In hydrated retro tuftsin complexes, the interactions where the oxygen of water offers lone pairs to the O-H antibond orbital of retro tuftsin are found to be stronger with $E^{2}$ in the range of 8.72-22.84 kcal/mol. But the interaction where oxygen of retro tuftsin presents lone pairs to the antibonding orbital of water is smaller than the former; the corresponding $E^{2}$ lies within the range of 1.89-9.83 kcal/mol. This shows that the oxygen of water is liable to offer electrons to the retro tuftsin than the electrons of retro tuftsin, and the formed H-bonding is stronger, and the corresponding complex is stable. The interaction between oxygen lone pairs in water and N-H antibond orbital of retro tuftsin is present in the hydrated retro tuftsin complexes with $E^{2}$ between 1.33 and 12.26 kcal/mol which are found to be lower than the N-H (tuftsin)…O (W) interactions, and the corresponding H-bonds are weaker. The interactions between oxygen lone pairs in water and C-H antibond orbitals of tuftsin and retro tuftsin complexes also exist with $E^{2}$ in the range of 4.03-5.7 and 3.59-4.14 kcal/mol, respectively. This demonstrates that $E^{2}$ for C-H…O (W) interactions in hydrated tuftsin complexes are a little bit higher, and the corresponding H-bonding interactions are stronger, which is consistent with the previously analyzed structure data and energy analysis.

4. Conclusion

The tuftsin is sensitive to structural changes, and the results indicate that water-tuftsin H-bonds, in addition to intramolecular H-bonds, stabilize the β-turn structure with H-bonds between Thr and Arg residues. Difference in the stability of the hydrated complexes is confined to the amino acid residues at which the water molecule is attached to tuftsin. When the water molecules are attached to the oxygen sites of amino acid residues, strong H-bonds are observed to be formed between tuftsin, retro tuftsin complexes, and water molecules. The relative energy values of the hydrated tuftsin complexes match with the interaction energies where the strong H-bonds are said to possess the maximum interaction energy and hence higher stability. The H-bonds present in the hydrated tuftsin complexes are noticed to be stronger than those of retro tuftsin counterparts.

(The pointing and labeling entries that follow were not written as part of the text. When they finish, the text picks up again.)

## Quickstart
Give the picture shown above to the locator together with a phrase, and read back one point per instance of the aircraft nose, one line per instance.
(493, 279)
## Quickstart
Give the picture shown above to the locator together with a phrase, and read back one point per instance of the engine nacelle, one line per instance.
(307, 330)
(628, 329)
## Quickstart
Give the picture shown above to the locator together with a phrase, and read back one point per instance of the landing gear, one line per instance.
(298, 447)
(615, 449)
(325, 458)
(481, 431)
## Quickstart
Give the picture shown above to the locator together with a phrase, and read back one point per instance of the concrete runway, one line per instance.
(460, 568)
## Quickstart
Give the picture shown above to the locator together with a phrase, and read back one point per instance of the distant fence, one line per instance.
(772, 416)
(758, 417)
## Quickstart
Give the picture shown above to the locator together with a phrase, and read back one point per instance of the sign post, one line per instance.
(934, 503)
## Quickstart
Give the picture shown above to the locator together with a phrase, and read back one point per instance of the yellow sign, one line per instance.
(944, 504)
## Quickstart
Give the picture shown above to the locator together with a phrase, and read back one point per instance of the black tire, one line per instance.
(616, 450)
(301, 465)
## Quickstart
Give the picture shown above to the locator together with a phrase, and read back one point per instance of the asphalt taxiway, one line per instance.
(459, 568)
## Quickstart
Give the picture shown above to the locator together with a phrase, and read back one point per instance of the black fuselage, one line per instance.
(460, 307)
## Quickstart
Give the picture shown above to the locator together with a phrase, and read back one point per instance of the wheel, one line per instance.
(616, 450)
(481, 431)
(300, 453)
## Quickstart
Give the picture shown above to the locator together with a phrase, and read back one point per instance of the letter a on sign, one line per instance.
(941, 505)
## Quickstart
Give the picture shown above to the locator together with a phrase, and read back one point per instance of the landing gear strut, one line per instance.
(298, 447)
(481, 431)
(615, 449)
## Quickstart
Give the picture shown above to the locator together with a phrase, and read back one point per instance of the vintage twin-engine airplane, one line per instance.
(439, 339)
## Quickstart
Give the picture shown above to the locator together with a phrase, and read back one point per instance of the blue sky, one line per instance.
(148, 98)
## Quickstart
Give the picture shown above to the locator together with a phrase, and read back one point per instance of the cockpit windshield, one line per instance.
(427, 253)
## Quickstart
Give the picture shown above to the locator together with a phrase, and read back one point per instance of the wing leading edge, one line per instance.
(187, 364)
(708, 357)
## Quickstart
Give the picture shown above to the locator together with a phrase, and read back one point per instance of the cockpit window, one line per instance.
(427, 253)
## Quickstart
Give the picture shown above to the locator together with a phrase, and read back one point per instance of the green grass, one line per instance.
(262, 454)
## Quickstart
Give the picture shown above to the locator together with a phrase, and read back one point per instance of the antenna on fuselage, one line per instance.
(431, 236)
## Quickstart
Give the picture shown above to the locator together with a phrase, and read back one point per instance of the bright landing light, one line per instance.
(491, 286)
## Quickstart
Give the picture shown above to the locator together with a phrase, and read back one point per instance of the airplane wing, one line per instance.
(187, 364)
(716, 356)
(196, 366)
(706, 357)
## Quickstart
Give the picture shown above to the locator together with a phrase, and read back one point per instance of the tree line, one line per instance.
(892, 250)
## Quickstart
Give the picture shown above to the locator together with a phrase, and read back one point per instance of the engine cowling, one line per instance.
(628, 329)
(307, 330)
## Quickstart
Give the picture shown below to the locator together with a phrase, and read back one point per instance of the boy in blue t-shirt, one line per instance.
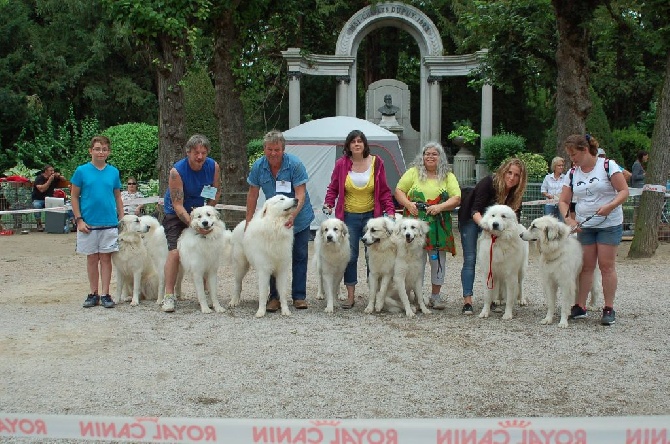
(97, 208)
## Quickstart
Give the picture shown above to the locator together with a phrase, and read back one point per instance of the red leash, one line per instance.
(490, 276)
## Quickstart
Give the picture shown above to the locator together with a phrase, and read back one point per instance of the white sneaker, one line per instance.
(168, 303)
(437, 303)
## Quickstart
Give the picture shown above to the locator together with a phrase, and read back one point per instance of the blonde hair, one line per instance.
(517, 191)
(554, 161)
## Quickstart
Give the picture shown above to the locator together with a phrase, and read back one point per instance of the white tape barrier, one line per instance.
(606, 430)
(140, 201)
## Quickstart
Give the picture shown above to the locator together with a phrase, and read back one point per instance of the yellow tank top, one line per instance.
(360, 199)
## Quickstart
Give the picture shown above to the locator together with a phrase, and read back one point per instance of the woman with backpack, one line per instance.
(599, 189)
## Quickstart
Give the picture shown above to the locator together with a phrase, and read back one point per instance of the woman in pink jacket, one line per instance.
(358, 184)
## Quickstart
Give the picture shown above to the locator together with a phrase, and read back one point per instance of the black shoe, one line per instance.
(91, 301)
(106, 301)
(609, 316)
(577, 312)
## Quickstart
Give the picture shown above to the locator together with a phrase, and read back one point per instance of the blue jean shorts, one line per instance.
(607, 236)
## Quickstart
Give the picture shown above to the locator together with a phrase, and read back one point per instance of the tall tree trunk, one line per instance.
(572, 83)
(171, 117)
(230, 114)
(645, 241)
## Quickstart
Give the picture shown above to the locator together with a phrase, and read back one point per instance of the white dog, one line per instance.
(560, 265)
(266, 244)
(503, 257)
(134, 268)
(156, 245)
(332, 252)
(382, 251)
(201, 247)
(410, 239)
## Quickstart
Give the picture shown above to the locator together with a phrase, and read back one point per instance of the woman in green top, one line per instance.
(430, 191)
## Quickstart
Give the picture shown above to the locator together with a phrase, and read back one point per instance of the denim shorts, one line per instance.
(607, 236)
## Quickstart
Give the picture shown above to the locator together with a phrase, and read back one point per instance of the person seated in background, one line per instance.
(552, 185)
(129, 194)
(43, 187)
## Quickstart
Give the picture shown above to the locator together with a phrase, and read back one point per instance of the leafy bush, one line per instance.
(254, 150)
(630, 141)
(501, 146)
(134, 149)
(59, 145)
(536, 165)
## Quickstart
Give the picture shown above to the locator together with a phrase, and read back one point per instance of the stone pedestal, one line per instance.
(464, 164)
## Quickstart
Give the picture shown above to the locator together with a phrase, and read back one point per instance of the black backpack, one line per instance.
(607, 170)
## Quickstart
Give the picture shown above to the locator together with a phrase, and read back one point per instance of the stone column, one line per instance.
(294, 98)
(341, 104)
(435, 94)
(487, 129)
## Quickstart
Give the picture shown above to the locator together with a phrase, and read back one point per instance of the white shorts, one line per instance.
(98, 241)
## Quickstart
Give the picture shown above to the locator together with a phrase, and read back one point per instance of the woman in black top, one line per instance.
(506, 187)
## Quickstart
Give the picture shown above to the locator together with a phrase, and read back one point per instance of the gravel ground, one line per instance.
(59, 358)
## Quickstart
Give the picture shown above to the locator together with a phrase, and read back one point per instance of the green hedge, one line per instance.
(134, 149)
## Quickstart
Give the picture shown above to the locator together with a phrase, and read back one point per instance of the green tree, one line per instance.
(168, 31)
(645, 241)
(199, 105)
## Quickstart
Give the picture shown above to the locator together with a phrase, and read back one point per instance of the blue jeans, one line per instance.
(552, 210)
(299, 260)
(38, 204)
(469, 234)
(355, 222)
(607, 236)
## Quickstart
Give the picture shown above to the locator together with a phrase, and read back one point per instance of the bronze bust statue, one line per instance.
(388, 109)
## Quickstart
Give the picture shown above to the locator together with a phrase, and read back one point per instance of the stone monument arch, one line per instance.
(342, 65)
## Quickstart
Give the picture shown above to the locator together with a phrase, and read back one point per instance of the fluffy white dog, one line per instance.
(382, 251)
(561, 263)
(156, 244)
(410, 239)
(503, 256)
(331, 256)
(135, 271)
(201, 247)
(266, 245)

It is interesting to notice that irrespective of the position in the peptide chain, monohydrated tuftsin complexes at Pro residue stand last at the stability order with minimum interaction energy among the monohydrates.

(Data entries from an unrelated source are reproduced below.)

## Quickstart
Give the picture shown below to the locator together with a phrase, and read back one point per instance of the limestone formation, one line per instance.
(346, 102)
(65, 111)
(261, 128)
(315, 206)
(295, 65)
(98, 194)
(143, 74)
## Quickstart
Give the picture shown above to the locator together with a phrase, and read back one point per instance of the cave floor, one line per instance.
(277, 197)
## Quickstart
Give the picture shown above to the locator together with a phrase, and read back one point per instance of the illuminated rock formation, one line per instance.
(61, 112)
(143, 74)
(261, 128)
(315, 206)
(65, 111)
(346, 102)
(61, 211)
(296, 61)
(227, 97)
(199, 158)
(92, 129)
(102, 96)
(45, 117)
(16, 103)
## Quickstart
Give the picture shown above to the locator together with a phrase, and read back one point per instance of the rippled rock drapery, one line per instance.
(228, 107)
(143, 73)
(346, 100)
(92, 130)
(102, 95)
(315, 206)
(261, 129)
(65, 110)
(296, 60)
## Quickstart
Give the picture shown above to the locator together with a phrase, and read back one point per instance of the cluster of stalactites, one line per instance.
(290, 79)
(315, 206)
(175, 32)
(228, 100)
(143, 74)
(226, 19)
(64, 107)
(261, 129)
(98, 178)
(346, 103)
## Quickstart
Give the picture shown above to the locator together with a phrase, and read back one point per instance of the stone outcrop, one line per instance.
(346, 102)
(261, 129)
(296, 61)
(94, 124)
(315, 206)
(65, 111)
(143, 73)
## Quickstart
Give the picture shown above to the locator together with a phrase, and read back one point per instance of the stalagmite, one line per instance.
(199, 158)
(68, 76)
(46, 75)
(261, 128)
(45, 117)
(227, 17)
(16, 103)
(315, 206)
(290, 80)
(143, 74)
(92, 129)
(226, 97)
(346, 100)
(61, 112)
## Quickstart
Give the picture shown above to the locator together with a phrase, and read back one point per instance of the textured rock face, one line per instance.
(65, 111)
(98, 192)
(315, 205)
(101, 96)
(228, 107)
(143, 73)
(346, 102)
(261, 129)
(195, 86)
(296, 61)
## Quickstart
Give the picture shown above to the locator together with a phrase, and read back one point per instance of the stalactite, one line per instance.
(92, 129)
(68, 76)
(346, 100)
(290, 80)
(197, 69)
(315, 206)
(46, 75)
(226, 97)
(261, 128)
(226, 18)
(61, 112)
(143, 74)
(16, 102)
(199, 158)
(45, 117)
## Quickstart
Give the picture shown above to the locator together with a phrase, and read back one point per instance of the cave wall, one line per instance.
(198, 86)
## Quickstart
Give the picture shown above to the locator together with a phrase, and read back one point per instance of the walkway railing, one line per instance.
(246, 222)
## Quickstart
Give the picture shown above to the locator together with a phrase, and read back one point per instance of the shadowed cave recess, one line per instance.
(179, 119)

The H-bonds in the hydrated tuftsin are observed to be stronger than those present in the retro tuftsin complexes. The analysis of the frontier molecular orbitals of tuftsin shows that the HOMO is concentrated on the distal end of the Arg residue which is capped by the guanidinium group where the LUMO is across the carboxylic acid group of Arg. The AIM calculation indicates that O-H…O, N-H…O, and C-H…O interactions present in the hydrated tuftsin and retro tuftsin complexes possess low $ρ r$ and positive $\nabla^{2} ρ r$ values and are in agreement with electrostatic character of the H-bonds. The NBO analysis predicts the larger value of stabilization energy (15.56 kcal/mol) for the N-H (Thr)…O (W) interaction in the TLW, the most stable mono hydrated tuftsin complex. In the case of hydrated retro tuftsin complexes, the maximum stabilization energy is noted for O-H (Arg)…O (W) interactions in Retro tuftsin…4W complex (22.84 kcal/mol). The interactions between oxygen lone pairs in water and C-H antibond orbitals of tuftsin and retro tuftsin complexes demonstrate that $E^{2}$ for C-H…O (W) interactions in hydrated tuftsin complexes are a little bit higher, and the corresponding H-bonding interactions are stronger.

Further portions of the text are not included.